В Смутное время стрельцы показали чудеса мужества, выносливости, храбрости и боеспособности, защищая Троице-Сергиев монастырь от поляков, а Москву от Тушинского вора и участвуя в нижегородском земском ополчении. Однако в последующие семьдесят лет (1610-1680) московские стрельцы зажили совершенно другой жизнью. В поисках легкой, необременительной службы стать стрельцами стремились теперь субпассионарии — многочисленные любители хорошо поесть, сладко поспать и выпить за казенный счет. В итоге уровень пассионарностя стрелецкого войска снизился чрезвычайно сильно. Стрелецкие полковники вели себя под стать своим подчиненным. Пользуясь бесконтрольностью со стороны правительства, они задерживали стрелецкое жалованье, брали взятки за послабления по службе, заставляли стрельцов и их жен работать на себя. Стрельцам, конечно, не нравилось копать репу и собирать огурцы на полковничьих огородах: зачем им было работать на полковников, когда они могли работать на себя.
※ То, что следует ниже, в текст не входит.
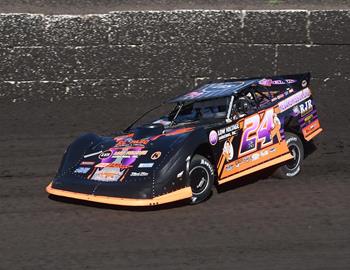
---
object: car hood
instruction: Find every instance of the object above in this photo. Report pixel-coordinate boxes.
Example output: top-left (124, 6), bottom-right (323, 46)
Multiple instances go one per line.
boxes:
top-left (53, 127), bottom-right (195, 198)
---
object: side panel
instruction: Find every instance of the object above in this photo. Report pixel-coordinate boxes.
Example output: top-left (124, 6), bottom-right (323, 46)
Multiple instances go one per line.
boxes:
top-left (278, 88), bottom-right (322, 141)
top-left (217, 105), bottom-right (292, 184)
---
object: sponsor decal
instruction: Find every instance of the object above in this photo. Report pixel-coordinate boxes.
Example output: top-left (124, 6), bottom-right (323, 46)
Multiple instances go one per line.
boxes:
top-left (292, 105), bottom-right (300, 116)
top-left (304, 114), bottom-right (314, 123)
top-left (116, 138), bottom-right (149, 147)
top-left (225, 164), bottom-right (233, 171)
top-left (298, 99), bottom-right (313, 116)
top-left (302, 120), bottom-right (320, 137)
top-left (222, 140), bottom-right (234, 162)
top-left (107, 163), bottom-right (131, 170)
top-left (80, 161), bottom-right (95, 166)
top-left (259, 79), bottom-right (297, 86)
top-left (74, 167), bottom-right (90, 174)
top-left (130, 172), bottom-right (148, 176)
top-left (95, 162), bottom-right (111, 168)
top-left (139, 163), bottom-right (154, 168)
top-left (91, 167), bottom-right (123, 182)
top-left (98, 150), bottom-right (112, 159)
top-left (151, 151), bottom-right (162, 160)
top-left (209, 130), bottom-right (218, 145)
top-left (278, 88), bottom-right (311, 112)
top-left (217, 124), bottom-right (239, 141)
top-left (113, 149), bottom-right (148, 158)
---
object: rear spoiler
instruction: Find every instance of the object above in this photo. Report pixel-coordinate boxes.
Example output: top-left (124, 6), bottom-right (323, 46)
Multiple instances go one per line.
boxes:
top-left (209, 72), bottom-right (311, 89)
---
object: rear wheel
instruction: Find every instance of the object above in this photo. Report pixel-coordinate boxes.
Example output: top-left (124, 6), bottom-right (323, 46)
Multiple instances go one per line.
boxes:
top-left (189, 155), bottom-right (215, 204)
top-left (274, 132), bottom-right (304, 179)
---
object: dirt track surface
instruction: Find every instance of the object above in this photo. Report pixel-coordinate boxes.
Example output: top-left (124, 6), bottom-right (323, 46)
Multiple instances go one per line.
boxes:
top-left (0, 95), bottom-right (350, 270)
top-left (0, 0), bottom-right (350, 14)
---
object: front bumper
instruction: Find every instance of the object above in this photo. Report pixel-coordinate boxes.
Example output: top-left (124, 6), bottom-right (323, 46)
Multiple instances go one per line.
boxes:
top-left (46, 183), bottom-right (192, 206)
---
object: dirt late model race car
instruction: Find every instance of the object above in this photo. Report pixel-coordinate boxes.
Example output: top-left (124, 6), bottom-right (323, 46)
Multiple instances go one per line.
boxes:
top-left (46, 73), bottom-right (322, 206)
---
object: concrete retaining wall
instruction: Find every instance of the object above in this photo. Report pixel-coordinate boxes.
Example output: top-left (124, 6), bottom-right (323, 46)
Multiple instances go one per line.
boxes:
top-left (0, 10), bottom-right (350, 103)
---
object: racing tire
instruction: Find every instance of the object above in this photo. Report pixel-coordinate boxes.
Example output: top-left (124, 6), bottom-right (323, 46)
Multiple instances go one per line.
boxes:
top-left (273, 132), bottom-right (304, 179)
top-left (189, 155), bottom-right (215, 204)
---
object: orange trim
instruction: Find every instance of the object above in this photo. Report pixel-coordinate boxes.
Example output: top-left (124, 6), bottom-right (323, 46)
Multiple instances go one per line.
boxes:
top-left (219, 153), bottom-right (293, 185)
top-left (46, 183), bottom-right (192, 206)
top-left (302, 119), bottom-right (321, 141)
top-left (219, 140), bottom-right (289, 181)
top-left (304, 128), bottom-right (323, 141)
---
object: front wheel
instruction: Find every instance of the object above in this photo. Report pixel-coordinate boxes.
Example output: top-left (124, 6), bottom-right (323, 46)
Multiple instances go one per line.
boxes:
top-left (274, 132), bottom-right (304, 179)
top-left (189, 155), bottom-right (215, 204)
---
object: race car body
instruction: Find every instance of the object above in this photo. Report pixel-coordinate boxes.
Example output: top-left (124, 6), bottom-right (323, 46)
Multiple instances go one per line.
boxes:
top-left (47, 74), bottom-right (322, 206)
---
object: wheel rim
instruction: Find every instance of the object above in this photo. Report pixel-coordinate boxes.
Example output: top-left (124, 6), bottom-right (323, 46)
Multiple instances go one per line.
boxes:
top-left (190, 166), bottom-right (209, 195)
top-left (286, 144), bottom-right (300, 171)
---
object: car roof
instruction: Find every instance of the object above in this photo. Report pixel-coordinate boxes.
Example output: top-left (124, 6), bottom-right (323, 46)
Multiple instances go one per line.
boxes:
top-left (168, 79), bottom-right (259, 103)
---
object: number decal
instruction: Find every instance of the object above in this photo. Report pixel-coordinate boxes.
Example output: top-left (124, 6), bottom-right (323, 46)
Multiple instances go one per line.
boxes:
top-left (238, 108), bottom-right (274, 156)
top-left (239, 114), bottom-right (260, 156)
top-left (258, 108), bottom-right (273, 148)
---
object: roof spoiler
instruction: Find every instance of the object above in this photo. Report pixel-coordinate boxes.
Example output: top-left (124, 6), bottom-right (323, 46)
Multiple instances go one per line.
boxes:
top-left (209, 72), bottom-right (311, 84)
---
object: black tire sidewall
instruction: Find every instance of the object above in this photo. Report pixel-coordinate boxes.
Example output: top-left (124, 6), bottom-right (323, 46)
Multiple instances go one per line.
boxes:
top-left (188, 155), bottom-right (215, 204)
top-left (276, 132), bottom-right (304, 178)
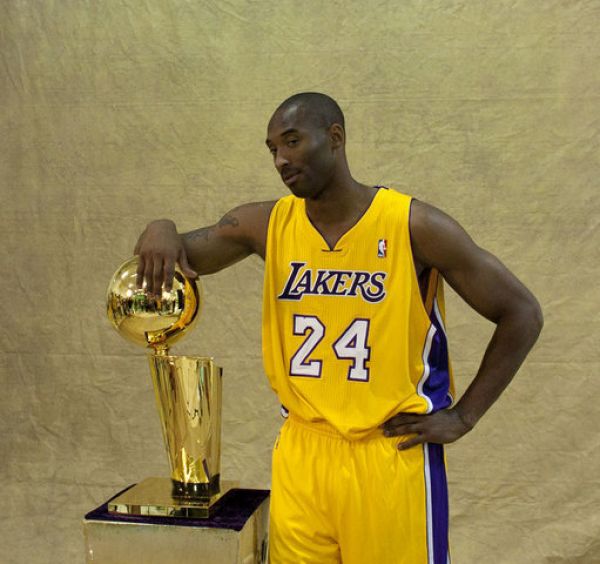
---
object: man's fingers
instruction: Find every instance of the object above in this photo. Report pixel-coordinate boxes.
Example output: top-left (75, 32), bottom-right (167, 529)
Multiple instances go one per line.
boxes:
top-left (150, 258), bottom-right (163, 295)
top-left (398, 435), bottom-right (425, 450)
top-left (135, 256), bottom-right (146, 288)
top-left (163, 261), bottom-right (175, 292)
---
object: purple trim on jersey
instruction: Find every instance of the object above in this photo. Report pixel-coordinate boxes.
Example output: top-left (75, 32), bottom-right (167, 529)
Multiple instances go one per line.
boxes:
top-left (424, 443), bottom-right (448, 564)
top-left (423, 299), bottom-right (452, 413)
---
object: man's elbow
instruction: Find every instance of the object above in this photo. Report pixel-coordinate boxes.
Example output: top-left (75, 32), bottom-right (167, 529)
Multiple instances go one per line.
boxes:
top-left (521, 295), bottom-right (544, 344)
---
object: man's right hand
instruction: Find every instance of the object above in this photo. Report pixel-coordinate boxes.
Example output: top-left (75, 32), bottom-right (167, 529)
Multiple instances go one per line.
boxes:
top-left (133, 219), bottom-right (198, 295)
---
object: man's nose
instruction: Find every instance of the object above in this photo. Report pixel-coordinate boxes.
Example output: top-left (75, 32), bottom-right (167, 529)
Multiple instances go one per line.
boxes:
top-left (275, 151), bottom-right (290, 173)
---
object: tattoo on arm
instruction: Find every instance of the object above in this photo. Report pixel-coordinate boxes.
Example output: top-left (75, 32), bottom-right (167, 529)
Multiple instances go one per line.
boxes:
top-left (183, 227), bottom-right (211, 241)
top-left (183, 209), bottom-right (240, 241)
top-left (217, 213), bottom-right (240, 227)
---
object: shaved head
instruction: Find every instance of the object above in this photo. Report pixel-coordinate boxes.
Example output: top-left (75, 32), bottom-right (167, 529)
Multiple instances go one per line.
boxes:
top-left (273, 92), bottom-right (345, 133)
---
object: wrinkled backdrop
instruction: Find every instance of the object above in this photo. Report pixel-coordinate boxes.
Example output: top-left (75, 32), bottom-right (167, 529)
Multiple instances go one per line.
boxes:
top-left (0, 0), bottom-right (600, 564)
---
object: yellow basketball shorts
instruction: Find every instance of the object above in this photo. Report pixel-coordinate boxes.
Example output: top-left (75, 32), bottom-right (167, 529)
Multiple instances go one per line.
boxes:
top-left (269, 416), bottom-right (450, 564)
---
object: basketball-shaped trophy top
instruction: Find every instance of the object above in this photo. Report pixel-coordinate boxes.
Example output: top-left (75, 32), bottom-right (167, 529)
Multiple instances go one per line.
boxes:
top-left (106, 256), bottom-right (202, 352)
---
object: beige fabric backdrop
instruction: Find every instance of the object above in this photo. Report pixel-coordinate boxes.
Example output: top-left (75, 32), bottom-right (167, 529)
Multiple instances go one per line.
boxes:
top-left (0, 0), bottom-right (600, 564)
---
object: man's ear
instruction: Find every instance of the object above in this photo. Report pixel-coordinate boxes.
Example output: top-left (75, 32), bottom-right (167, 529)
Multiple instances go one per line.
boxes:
top-left (329, 123), bottom-right (346, 149)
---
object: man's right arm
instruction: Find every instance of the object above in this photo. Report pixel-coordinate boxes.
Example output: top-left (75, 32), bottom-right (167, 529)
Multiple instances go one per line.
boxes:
top-left (134, 202), bottom-right (275, 293)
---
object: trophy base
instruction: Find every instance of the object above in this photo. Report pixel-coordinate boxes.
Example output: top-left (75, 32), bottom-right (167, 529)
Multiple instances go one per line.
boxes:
top-left (108, 478), bottom-right (236, 519)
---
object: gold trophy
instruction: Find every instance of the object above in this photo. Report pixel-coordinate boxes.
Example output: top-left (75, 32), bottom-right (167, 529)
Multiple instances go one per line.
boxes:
top-left (107, 257), bottom-right (228, 518)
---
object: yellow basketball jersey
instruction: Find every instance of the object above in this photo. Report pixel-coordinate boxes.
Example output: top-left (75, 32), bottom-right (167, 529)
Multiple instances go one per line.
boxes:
top-left (263, 188), bottom-right (453, 439)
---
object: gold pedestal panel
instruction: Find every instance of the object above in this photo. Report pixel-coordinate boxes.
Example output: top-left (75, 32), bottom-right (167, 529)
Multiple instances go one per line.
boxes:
top-left (83, 489), bottom-right (269, 564)
top-left (108, 478), bottom-right (232, 519)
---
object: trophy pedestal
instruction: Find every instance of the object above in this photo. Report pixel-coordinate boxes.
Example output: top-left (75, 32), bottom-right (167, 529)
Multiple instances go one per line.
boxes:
top-left (83, 480), bottom-right (269, 564)
top-left (108, 478), bottom-right (234, 519)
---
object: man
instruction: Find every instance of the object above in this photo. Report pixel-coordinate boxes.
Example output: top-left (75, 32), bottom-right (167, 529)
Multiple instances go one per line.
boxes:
top-left (135, 93), bottom-right (542, 564)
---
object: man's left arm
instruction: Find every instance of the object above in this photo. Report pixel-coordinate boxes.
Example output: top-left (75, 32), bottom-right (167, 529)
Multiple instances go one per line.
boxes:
top-left (383, 200), bottom-right (543, 450)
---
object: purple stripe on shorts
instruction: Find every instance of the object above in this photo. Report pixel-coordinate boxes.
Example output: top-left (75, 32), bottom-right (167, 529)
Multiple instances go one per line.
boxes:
top-left (423, 300), bottom-right (452, 412)
top-left (425, 443), bottom-right (448, 564)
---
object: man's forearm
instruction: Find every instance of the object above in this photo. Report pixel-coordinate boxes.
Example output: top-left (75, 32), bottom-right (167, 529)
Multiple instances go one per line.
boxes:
top-left (454, 298), bottom-right (543, 428)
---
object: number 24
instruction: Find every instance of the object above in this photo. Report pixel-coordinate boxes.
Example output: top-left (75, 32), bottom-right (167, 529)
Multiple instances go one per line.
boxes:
top-left (290, 315), bottom-right (371, 382)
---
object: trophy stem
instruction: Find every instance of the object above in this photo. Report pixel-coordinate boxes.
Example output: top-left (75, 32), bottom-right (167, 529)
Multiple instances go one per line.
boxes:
top-left (149, 351), bottom-right (221, 499)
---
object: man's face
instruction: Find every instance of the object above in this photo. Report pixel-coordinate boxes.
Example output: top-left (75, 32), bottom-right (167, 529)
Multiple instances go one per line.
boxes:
top-left (266, 104), bottom-right (335, 198)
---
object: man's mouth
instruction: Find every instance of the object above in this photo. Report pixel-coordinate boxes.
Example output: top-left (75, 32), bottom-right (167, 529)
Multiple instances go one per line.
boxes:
top-left (281, 170), bottom-right (300, 186)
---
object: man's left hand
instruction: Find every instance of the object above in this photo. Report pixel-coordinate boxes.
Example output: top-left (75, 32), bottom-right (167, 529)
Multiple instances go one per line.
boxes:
top-left (381, 409), bottom-right (471, 450)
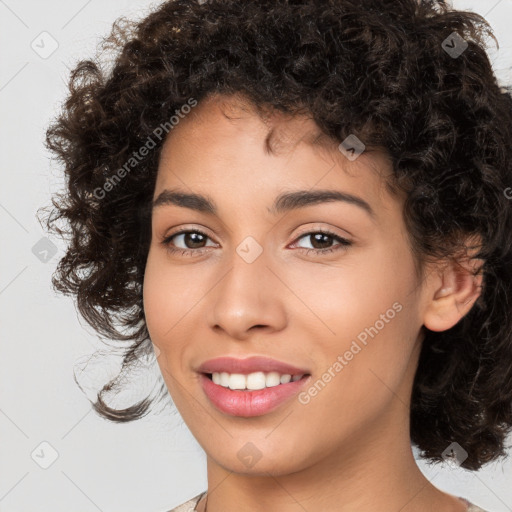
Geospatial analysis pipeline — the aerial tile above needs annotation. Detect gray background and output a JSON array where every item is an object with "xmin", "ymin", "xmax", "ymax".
[{"xmin": 0, "ymin": 0, "xmax": 512, "ymax": 512}]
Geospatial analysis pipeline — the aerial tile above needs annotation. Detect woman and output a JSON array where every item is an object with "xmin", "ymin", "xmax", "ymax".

И вот, воспользовавшись избранием нового царя, стрельцы через своих выборных обратились к правительству с жалобой на полковников. Стрельцы требовали выдачи всего причитающегося им жалованья, оплаты подневольных работ на полковников по устраивающим их расценкам, смещения и наказания всех неугодных им стрелецких «голов». Короче говоря, стрельцы потребовали все то, что может потребовать солдатня, когда чувствует себя хозяином положения [18]. Испугавшись стрелецкого бунта, правительство Нарышкиных, состоявшее из людей недалеких, удовлетворило все стрелецкие требования. Обвиненные командиры полков были не только отстранены от должностей, но и наказаны батогами. С них взыскивались совершенно фантастические суммы якобы нанесенного стрельцам ущерба, а имения конфисковывались.